Postby winston » Fri Jul 31, 2015 6:46 am

Retail sector poised for growth by Imogene Wong

Hang Lung Properties (0101) chairman Ronnie Chan Chi-chung said the local retail market is healthy, but it could have performed better had local people been more hospitable, not hostile toward mainland visitors.

"The retail market [in Hong Kong] is not too bad, but it could and should be better. We have ourselves to blame," said Chan, who also chairs Hang Lung Group (0010).

Still, he expects Hang Lung's shopping malls in Hong Kong to record a higher rental growth next year, with the opening in Causeway Bay later this year of the flagship H&M store and other renovation schemes.

The group's net profit in the first half of this year fell 11.7 percent to HK$2.84 billion from a year earlier, mainly due to property sales which slumped 17 percent to HK$745 million. Underlying net profit dropped 1.4 percent to HK$2.45 billion.

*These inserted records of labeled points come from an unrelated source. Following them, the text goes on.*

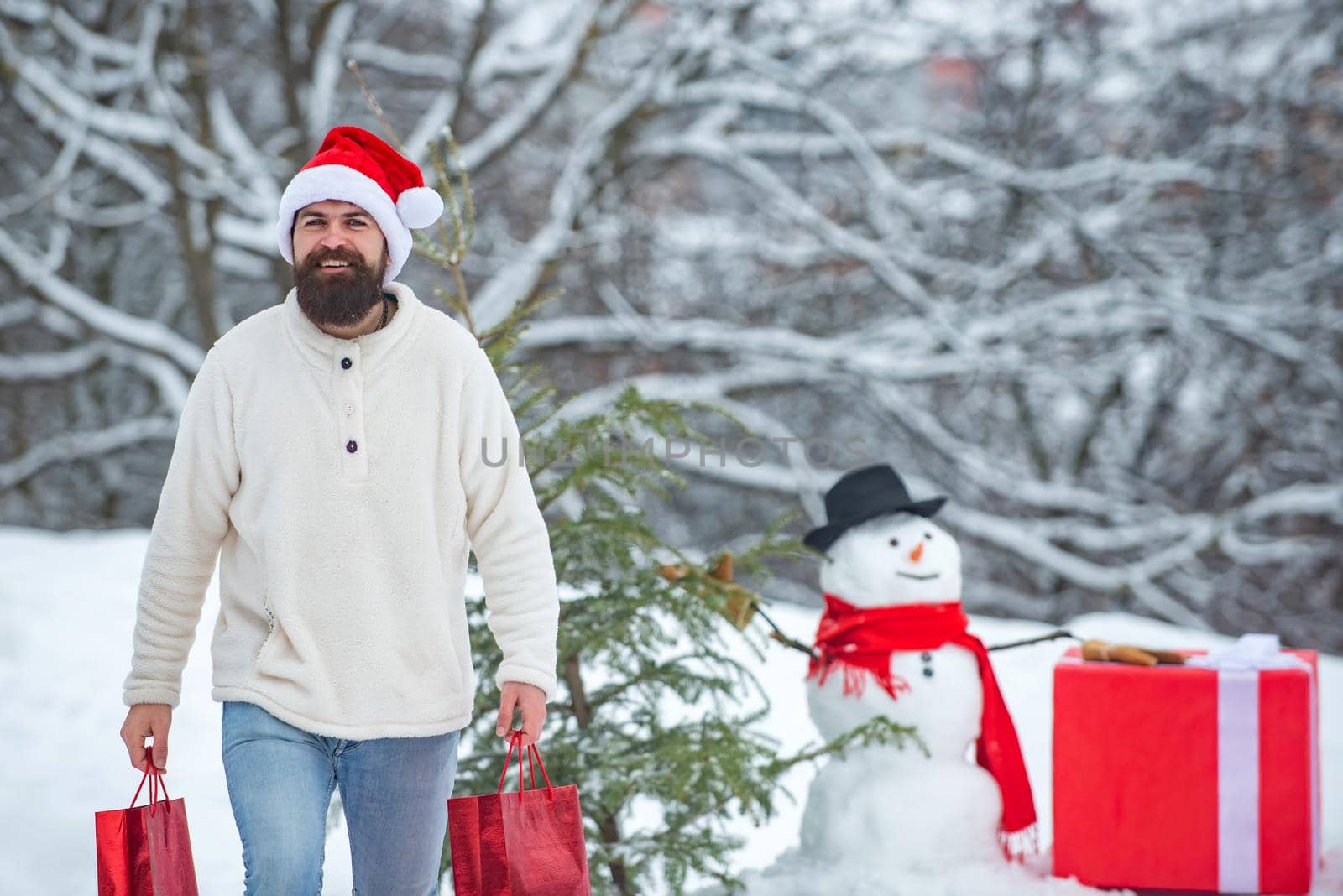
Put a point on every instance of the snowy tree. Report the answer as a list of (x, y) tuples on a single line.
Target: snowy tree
[(1072, 263)]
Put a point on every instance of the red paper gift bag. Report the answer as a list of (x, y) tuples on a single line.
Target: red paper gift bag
[(519, 844), (145, 851), (1178, 777)]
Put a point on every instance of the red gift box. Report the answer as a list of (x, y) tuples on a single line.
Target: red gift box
[(1175, 777)]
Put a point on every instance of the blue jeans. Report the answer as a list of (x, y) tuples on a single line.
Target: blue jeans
[(281, 779)]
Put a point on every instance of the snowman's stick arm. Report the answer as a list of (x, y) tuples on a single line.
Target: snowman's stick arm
[(783, 638), (1052, 636)]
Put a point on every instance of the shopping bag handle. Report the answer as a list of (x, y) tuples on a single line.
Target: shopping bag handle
[(156, 782), (516, 741)]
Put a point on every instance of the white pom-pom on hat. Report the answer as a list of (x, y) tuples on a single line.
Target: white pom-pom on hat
[(420, 207)]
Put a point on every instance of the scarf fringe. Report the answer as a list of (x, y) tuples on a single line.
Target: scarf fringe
[(1018, 844), (856, 678)]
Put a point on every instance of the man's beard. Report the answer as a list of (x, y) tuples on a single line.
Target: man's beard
[(339, 298)]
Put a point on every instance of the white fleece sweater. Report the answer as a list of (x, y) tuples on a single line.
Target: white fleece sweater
[(340, 482)]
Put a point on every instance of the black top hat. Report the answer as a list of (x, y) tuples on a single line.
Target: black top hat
[(865, 494)]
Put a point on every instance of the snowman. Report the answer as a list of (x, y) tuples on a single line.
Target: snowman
[(893, 643)]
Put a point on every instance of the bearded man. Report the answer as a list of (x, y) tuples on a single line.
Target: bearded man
[(332, 455)]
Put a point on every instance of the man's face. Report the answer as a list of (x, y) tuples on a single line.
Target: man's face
[(340, 258)]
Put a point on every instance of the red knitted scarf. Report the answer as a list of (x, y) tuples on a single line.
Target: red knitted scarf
[(861, 640)]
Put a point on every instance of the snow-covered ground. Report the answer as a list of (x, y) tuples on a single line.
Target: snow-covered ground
[(66, 611)]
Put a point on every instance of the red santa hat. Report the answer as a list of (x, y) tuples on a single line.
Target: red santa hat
[(358, 167)]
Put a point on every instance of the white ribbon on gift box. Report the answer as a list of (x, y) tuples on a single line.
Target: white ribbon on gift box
[(1237, 669)]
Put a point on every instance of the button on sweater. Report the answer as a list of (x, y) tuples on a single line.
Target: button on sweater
[(342, 484)]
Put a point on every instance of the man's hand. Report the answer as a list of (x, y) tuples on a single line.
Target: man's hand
[(147, 719), (530, 701)]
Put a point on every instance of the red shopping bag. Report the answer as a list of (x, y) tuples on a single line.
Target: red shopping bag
[(519, 844), (145, 851)]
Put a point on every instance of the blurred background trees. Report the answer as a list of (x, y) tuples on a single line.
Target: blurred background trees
[(1074, 264)]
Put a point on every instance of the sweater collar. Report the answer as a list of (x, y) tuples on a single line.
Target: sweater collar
[(319, 347)]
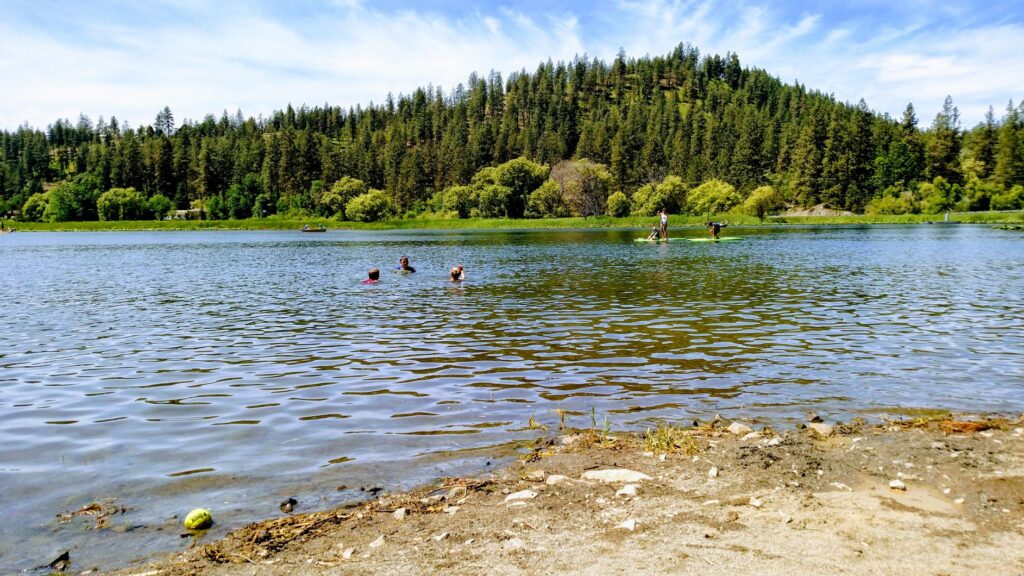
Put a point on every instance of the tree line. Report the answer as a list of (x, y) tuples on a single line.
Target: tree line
[(576, 134)]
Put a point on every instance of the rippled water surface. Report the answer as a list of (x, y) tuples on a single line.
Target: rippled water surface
[(233, 369)]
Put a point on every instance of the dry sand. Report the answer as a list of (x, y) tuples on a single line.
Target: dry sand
[(797, 502)]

More than 80 percent of turnover came from property leasing totalling HK$3.86 billion, up 9 percent from a year earlier. Seven malls and grade A offices in the mainland contributed HK$2.12 billion, up 10 percent from a year earlier.

Chan cited "real pressure" posed by negative rental reversion in its shopping malls outside Shanghai.

He said consumer sentiment in the mainland remains weak and growth prospects are not promising. But Hang Lung won't downgrade its malls to cater to the mid-end market, he said.

"We shouldn't go down and bump into a lot more competitors. It is time to stay high, or even higher" to attract top brands, he said.

Managing director Philip Chen Nan- lok said one of the group's top-end tenants is asking for more space. The group plans to invest HK$1.3 billion to upgrade its two malls in Shanghai, a move with a payback period of about four years.

A new mall, Olympia 66 in Dalian, will open this year.